L’Afrique du Sud est aux prises avec des sentiments xénophobes émanant de groupes d’autodéfense anti-migrants, qui accusent les ressortissants étrangers de mettre à rude épreuve les services publics et les opportunités économiques.

Cela a déclenché une vague de protestations contre les migrants, qui a donné lieu à de violentes attaques contre les étrangers.

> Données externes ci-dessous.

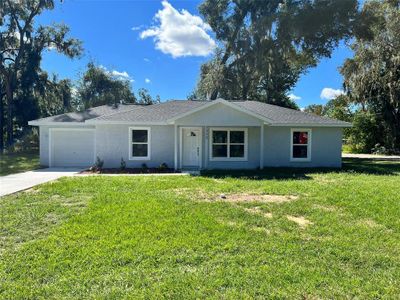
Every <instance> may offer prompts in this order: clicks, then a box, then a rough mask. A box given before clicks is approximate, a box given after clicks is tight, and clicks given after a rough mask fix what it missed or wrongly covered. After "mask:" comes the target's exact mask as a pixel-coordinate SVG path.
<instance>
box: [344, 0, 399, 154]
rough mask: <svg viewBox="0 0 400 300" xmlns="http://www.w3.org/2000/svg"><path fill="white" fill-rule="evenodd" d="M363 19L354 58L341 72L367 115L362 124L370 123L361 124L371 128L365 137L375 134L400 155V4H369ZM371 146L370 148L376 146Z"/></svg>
mask: <svg viewBox="0 0 400 300" xmlns="http://www.w3.org/2000/svg"><path fill="white" fill-rule="evenodd" d="M362 16H363V18H364V19H366V20H367V21H364V22H363V24H364V27H362V26H361V27H360V30H359V31H358V32H356V33H357V35H356V39H355V41H354V42H353V44H352V45H351V48H352V50H353V51H354V57H353V58H351V59H347V60H346V61H345V63H344V65H343V67H342V68H341V73H342V74H343V76H344V85H345V88H346V90H347V92H348V94H349V95H350V99H351V101H352V103H353V104H354V105H357V106H359V107H360V111H361V112H362V113H364V116H365V117H363V118H362V120H364V121H365V119H367V120H368V122H364V121H363V122H361V121H360V122H359V123H360V124H368V126H365V127H364V131H365V134H369V135H370V134H371V133H370V132H367V131H370V130H375V132H374V133H373V137H374V139H375V141H374V143H380V144H381V145H384V146H385V147H386V148H387V149H391V151H399V149H400V59H399V53H400V1H399V0H383V1H369V2H366V3H365V4H364V7H363V10H362ZM371 116H372V117H371ZM372 122H375V125H374V126H371V123H372ZM367 144H368V145H367V146H366V147H370V146H371V144H372V143H367ZM370 150H371V148H369V149H368V151H370Z"/></svg>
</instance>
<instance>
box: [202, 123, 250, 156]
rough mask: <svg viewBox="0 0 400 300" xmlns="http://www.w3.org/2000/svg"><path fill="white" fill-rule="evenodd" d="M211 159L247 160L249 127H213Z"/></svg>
mask: <svg viewBox="0 0 400 300" xmlns="http://www.w3.org/2000/svg"><path fill="white" fill-rule="evenodd" d="M210 140H211V142H210V148H211V149H210V153H211V160H247V129H222V128H221V129H211V136H210Z"/></svg>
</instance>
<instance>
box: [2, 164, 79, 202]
mask: <svg viewBox="0 0 400 300" xmlns="http://www.w3.org/2000/svg"><path fill="white" fill-rule="evenodd" d="M82 170H83V169H81V168H47V169H39V170H34V171H28V172H24V173H17V174H11V175H7V176H1V177H0V197H2V196H5V195H9V194H13V193H16V192H19V191H23V190H26V189H29V188H31V187H33V186H35V185H38V184H42V183H45V182H48V181H52V180H56V179H58V178H61V177H64V176H74V175H75V174H77V173H78V172H80V171H82Z"/></svg>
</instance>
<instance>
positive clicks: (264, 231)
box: [250, 226, 271, 234]
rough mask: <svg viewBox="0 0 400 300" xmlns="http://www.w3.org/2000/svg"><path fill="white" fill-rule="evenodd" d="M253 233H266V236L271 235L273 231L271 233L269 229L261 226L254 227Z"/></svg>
mask: <svg viewBox="0 0 400 300" xmlns="http://www.w3.org/2000/svg"><path fill="white" fill-rule="evenodd" d="M250 230H251V231H254V232H262V233H266V234H270V233H271V231H269V230H268V229H267V228H264V227H261V226H252V227H250Z"/></svg>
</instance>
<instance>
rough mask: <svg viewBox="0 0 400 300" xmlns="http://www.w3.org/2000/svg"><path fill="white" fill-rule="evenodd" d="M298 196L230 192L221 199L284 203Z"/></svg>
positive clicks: (275, 202) (219, 198) (237, 200)
mask: <svg viewBox="0 0 400 300" xmlns="http://www.w3.org/2000/svg"><path fill="white" fill-rule="evenodd" d="M298 198H299V197H298V196H293V195H258V194H230V195H223V196H220V198H219V200H220V201H226V202H265V203H283V202H291V201H294V200H297V199H298Z"/></svg>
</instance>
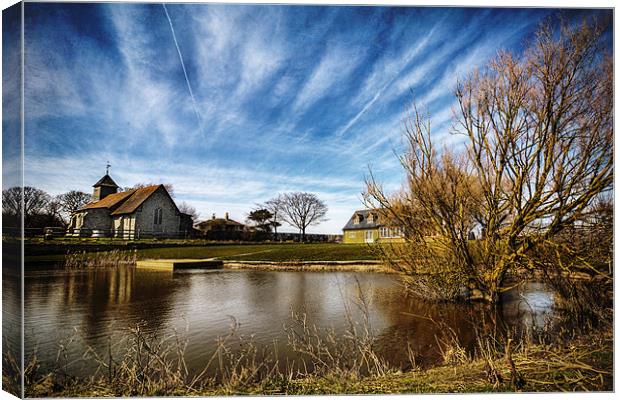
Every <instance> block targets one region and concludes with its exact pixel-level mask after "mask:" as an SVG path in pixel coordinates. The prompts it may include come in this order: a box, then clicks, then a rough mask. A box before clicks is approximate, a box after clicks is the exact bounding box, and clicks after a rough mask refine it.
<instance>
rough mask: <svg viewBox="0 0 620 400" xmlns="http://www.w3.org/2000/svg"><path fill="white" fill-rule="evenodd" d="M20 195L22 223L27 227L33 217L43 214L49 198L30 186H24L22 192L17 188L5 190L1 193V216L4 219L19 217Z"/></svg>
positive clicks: (7, 189) (41, 214)
mask: <svg viewBox="0 0 620 400" xmlns="http://www.w3.org/2000/svg"><path fill="white" fill-rule="evenodd" d="M22 195H23V207H24V208H23V212H24V214H23V215H24V223H25V225H26V226H27V227H29V226H30V225H31V222H32V220H33V217H35V216H37V215H42V214H45V211H46V207H47V205H48V203H49V202H50V200H51V198H50V195H49V194H47V193H46V192H45V191H43V190H41V189H37V188H35V187H32V186H24V188H23V190H22V188H21V187H19V186H15V187H12V188H9V189H5V190H3V191H2V214H3V216H4V217H9V218H11V217H13V218H15V217H19V215H21V209H22Z"/></svg>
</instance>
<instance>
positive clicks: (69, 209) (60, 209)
mask: <svg viewBox="0 0 620 400" xmlns="http://www.w3.org/2000/svg"><path fill="white" fill-rule="evenodd" d="M91 198H92V197H91V195H90V194H88V193H84V192H80V191H78V190H70V191H68V192H67V193H63V194H60V195H58V196H56V198H55V200H56V202H57V203H58V206H59V209H60V210H59V211H61V212H62V214H63V216H62V217H63V219H65V220H66V217H67V216H70V215H71V214H73V213H74V212H76V211H77V210H79V209H80V208H82V206H83V205H85V204H86V203H88V202H90V201H91Z"/></svg>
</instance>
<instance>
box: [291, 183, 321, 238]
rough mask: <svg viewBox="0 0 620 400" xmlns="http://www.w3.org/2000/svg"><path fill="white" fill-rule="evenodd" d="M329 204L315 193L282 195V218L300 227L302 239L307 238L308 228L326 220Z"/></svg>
mask: <svg viewBox="0 0 620 400" xmlns="http://www.w3.org/2000/svg"><path fill="white" fill-rule="evenodd" d="M325 214H327V206H326V205H325V203H323V201H321V200H320V199H319V198H318V197H317V196H316V195H315V194H312V193H305V192H295V193H286V194H284V195H282V219H283V220H284V221H286V222H287V223H288V224H290V225H291V226H294V227H297V228H299V231H300V232H301V241H302V242H304V241H305V240H306V228H307V227H308V226H310V225H316V224H318V223H319V222H321V221H325Z"/></svg>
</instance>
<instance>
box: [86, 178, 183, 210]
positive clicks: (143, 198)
mask: <svg viewBox="0 0 620 400" xmlns="http://www.w3.org/2000/svg"><path fill="white" fill-rule="evenodd" d="M160 187H161V188H163V189H164V191H165V192H166V193H168V191H166V188H165V187H164V185H151V186H146V187H143V188H139V189H131V190H126V191H124V192H118V193H113V194H110V195H107V196H106V197H104V198H103V199H101V200H99V201H95V202H92V203H88V204H86V205H85V206H83V207H82V208H81V209H80V210H88V209H93V208H107V209H109V210H110V211H111V213H110V215H121V214H131V213H133V212H135V211H136V209H137V208H138V207H140V205H141V204H142V203H144V201H145V200H146V199H148V198H149V197H150V196H151V195H152V194H153V193H155V192H156V191H157V189H159V188H160ZM168 196H170V195H168ZM170 201H172V203H173V204H174V201H173V200H172V199H171V200H170ZM175 207H176V204H175Z"/></svg>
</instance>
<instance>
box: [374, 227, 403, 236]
mask: <svg viewBox="0 0 620 400" xmlns="http://www.w3.org/2000/svg"><path fill="white" fill-rule="evenodd" d="M403 233H404V231H403V228H402V227H396V228H388V227H385V226H383V227H381V228H379V236H380V237H382V238H397V237H403V236H404V234H403Z"/></svg>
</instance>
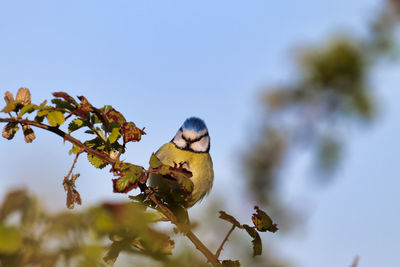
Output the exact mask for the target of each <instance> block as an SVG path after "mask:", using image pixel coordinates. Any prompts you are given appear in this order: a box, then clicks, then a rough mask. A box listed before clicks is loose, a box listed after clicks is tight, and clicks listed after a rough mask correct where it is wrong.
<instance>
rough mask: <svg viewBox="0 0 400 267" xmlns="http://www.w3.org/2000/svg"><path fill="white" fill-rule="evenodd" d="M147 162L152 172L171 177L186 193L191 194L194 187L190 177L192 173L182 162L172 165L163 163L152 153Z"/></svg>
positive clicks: (187, 193) (186, 193)
mask: <svg viewBox="0 0 400 267" xmlns="http://www.w3.org/2000/svg"><path fill="white" fill-rule="evenodd" d="M149 163H150V168H151V171H152V173H155V174H160V175H163V176H168V177H170V178H173V179H174V180H176V181H177V182H178V184H179V185H180V187H181V188H182V189H183V190H184V191H185V192H186V194H187V195H191V193H192V191H193V188H194V184H193V182H192V180H191V179H190V177H192V173H191V172H190V171H188V170H187V169H185V168H184V167H183V166H184V162H181V163H179V165H177V164H175V165H174V167H172V166H169V165H165V164H163V163H162V162H161V161H160V160H159V159H158V158H157V156H156V155H155V154H154V153H153V154H152V155H151V157H150V162H149Z"/></svg>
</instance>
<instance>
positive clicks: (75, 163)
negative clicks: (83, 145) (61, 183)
mask: <svg viewBox="0 0 400 267" xmlns="http://www.w3.org/2000/svg"><path fill="white" fill-rule="evenodd" d="M81 153H82V152H81V151H79V152H78V153H77V154H76V157H75V159H74V162H73V163H72V166H71V169H70V170H69V172H68V174H67V176H65V178H64V180H65V179H68V177H69V176H70V175H71V174H72V170H73V169H74V168H75V164H76V162H77V161H78V157H79V155H80V154H81Z"/></svg>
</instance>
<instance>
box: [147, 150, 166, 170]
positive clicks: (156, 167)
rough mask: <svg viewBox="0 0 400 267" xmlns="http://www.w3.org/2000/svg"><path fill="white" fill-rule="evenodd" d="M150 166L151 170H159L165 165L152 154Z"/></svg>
mask: <svg viewBox="0 0 400 267" xmlns="http://www.w3.org/2000/svg"><path fill="white" fill-rule="evenodd" d="M149 164H150V168H152V169H157V168H159V167H161V166H162V165H163V163H162V162H161V160H159V159H158V158H157V156H156V155H155V154H154V153H153V154H151V157H150V161H149Z"/></svg>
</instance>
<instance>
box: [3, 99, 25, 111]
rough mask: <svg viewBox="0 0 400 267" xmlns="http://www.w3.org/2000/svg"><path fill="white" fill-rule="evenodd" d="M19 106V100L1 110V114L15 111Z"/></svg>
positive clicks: (15, 100) (6, 105)
mask: <svg viewBox="0 0 400 267" xmlns="http://www.w3.org/2000/svg"><path fill="white" fill-rule="evenodd" d="M20 105H21V101H20V100H15V101H11V102H9V103H8V104H7V105H6V106H5V107H4V108H3V109H2V110H1V112H4V113H10V112H12V111H17V110H18V108H19V106H20ZM21 106H22V105H21Z"/></svg>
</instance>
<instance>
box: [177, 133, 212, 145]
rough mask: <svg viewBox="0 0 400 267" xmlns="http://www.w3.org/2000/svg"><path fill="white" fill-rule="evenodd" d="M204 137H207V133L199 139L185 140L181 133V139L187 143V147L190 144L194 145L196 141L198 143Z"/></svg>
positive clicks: (188, 139)
mask: <svg viewBox="0 0 400 267" xmlns="http://www.w3.org/2000/svg"><path fill="white" fill-rule="evenodd" d="M205 136H208V133H205V134H203V135H202V136H200V137H198V138H196V139H194V140H190V139H187V138H186V137H185V136H184V135H183V133H182V138H183V140H185V141H186V142H187V143H188V145H190V144H192V143H195V142H197V141H200V140H201V138H203V137H205Z"/></svg>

Lors d’une conférence de presse au siège du ZANU PF lundi, Mutsvangwa a déclaré que le président Mnangagwa s’engageait auprès des dirigeants zoulous et xhosa dont les régions sont devenues des foyers de xénophobie.

« Il y a quelques semaines, le président consultait l’un des jeunes hommes d’Afrique du Sud qui entretient de très bonnes relations avec les dirigeants traditionnels du Zululand et du Xhosa.

« C’est là que se produit une vague de pauvreté utilisée les uns contre les autres, pour voir où les dirigeants traditionnels de ces régions peuvent intervenir et nous aider à faire face à la situation qui se déroule sur le terrain », a déclaré Mutsvangwa.

Le roi zoulou, Misuzulu kaZwelithini, a condamné les attaques des populations locales contre les Africains.

Ironiquement, le KwaZulu-Natal est l’une des provinces en proie à une vague d’attaques xénophobes.

Des organisations telles que March et March et uMkhonto weSizwe ont utilisé le KZN comme rampe de lancement d’attaques xénophobes contre les étrangers sans papiers.

Mutsvangwa a déclaré que le ZANU PF, qui a été accusé d’être choyé par l’ANC sud-africain, n’interviendra pas dans la manière dont le pays voisin gère la xénophobie.

« L’Afrique du Sud est toujours un pays indépendant. Elle a sa propre gouvernance. C’est une juridiction nationale. Dans la mesure où nous avons certaines opinions sur la manière dont certaines questions devraient être traitées, il s’agit toujours d’une question nationale pour les Sud-Africains.

« Nous pensons toujours que le gouvernement sud-africain est capable de gérer la situation. Nous ne voulons pas être perçus comme intrusifs dans la politique intérieure de l’Afrique du Sud », a déclaré Mutsvangwa.